Ces observations soulèvent des questions importantes ayant des implications cliniques.
1) Quel(s) composant(s) du vaccin (séquences de l’adénovirus exprimées, spike ou autre composant) suscitent une réponse à une protéine hôte apparemment sans rapport, la PF4 ?
2) Quel est le risque après une re-vaccination ?
4) Les anticorps anti-VITT ressemblent t’ils aux anticorps anti-PF4 présents après une infection par le SRAS-CoV-2, qui ont été décrits chez des patients présentant une TIH ?
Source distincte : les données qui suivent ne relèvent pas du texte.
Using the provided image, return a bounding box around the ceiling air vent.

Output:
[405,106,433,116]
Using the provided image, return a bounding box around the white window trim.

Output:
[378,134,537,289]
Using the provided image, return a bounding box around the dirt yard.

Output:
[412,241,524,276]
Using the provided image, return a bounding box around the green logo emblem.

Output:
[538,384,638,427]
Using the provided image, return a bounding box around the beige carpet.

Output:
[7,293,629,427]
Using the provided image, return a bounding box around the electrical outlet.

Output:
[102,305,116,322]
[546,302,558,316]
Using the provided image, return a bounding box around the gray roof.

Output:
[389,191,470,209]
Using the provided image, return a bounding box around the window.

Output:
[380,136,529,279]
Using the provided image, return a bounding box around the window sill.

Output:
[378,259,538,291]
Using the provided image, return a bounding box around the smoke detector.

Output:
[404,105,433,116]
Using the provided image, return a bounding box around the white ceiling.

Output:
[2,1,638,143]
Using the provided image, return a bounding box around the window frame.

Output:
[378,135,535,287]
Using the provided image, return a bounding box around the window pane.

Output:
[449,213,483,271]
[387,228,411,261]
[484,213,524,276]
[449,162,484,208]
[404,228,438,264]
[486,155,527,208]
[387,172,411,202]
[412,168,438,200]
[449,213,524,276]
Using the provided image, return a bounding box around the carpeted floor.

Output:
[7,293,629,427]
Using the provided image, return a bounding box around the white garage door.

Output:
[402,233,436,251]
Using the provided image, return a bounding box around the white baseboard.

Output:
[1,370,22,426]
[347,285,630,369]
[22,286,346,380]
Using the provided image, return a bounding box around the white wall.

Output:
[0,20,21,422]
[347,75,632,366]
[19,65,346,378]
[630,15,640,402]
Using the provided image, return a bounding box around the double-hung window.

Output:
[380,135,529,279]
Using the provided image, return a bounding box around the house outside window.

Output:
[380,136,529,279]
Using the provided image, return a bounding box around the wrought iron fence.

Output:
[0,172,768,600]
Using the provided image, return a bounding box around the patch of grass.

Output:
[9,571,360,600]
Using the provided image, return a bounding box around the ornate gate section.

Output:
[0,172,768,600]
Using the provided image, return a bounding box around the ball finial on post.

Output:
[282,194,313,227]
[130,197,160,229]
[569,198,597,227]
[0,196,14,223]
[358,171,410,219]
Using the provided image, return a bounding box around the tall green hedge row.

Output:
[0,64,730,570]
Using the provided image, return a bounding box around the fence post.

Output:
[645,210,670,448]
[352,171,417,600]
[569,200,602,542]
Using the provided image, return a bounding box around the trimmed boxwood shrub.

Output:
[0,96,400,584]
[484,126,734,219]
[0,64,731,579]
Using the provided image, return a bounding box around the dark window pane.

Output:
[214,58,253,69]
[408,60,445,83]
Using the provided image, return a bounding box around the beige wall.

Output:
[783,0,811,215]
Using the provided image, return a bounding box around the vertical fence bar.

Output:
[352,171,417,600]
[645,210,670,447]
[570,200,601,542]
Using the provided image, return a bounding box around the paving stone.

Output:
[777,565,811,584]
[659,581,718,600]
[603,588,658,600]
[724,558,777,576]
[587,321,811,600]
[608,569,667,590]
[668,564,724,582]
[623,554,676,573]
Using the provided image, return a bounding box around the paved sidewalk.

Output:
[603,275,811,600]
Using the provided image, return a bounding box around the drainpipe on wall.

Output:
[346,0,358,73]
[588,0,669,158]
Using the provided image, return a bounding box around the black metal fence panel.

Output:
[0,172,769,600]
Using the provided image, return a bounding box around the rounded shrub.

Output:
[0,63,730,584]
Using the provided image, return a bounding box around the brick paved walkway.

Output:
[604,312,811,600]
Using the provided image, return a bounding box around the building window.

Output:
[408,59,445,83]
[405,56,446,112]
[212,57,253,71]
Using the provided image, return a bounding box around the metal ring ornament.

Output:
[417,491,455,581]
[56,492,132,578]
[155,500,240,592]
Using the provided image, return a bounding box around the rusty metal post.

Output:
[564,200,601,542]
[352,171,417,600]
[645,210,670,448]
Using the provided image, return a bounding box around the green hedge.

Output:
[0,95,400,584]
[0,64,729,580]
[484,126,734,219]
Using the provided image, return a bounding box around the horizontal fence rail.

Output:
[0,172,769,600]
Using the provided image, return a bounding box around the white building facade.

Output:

6) La distribution atypique des thromboses est-elle liée à la localisation de l’antigène ou à la réponse vasculaire ?
Il faut rappeler la très faible prévalence (1/100.000 à 1/1.000.000 en fonction de l’âge, du sexe et des vaccins) de cette complication de la vaccination, aussi sévère soit-elle, par rapport aux bénéfices de prévention de la Covid-19 (mortalité de 0,5 à 2 %) qui peut laisser des séquelles à long terme. Néanmoins, ces TTIV justifient d’être vigilant lorsque des patients présentent des symptômes neurologiques ou des abdominaux après l’administration d’un vaccin contre le SRAS-CoV-2.
Un algorithme de prise en charge (sous l’égide de SFNV, SFMV et GFHT) est disponible. Les signes qui doivent faire consulter : maux de tête, douleurs abdominales, nausées ou vomissements persistant plus de 3 jours ou s’intensifiant, troubles visuels, signes respiratoires ou purpura (https://ansm.sante.fr). L’OMS comme l’EMA ne remettent cependant pas en cause le rapport bénéfice/risque de ce vaccin. La France comme de nombreux pays européens maintenant, réserve l’utilisation du vaccin AZ ou J&J chez les personnes de 55 ans et plus. Il est recommandé aux personnes de moins de 55 ans ayant reçu une 1ère dose de vaccin AZ, de recevoir en rappel, un vaccin à ARNm. Bien qu’utilisant des technologies différentes, ces deux types de vaccin conduisent à la production de la même protéine, la protéine S, contre laquelle est dirigée la réponse immunitaire protégeant contre la Covid-19.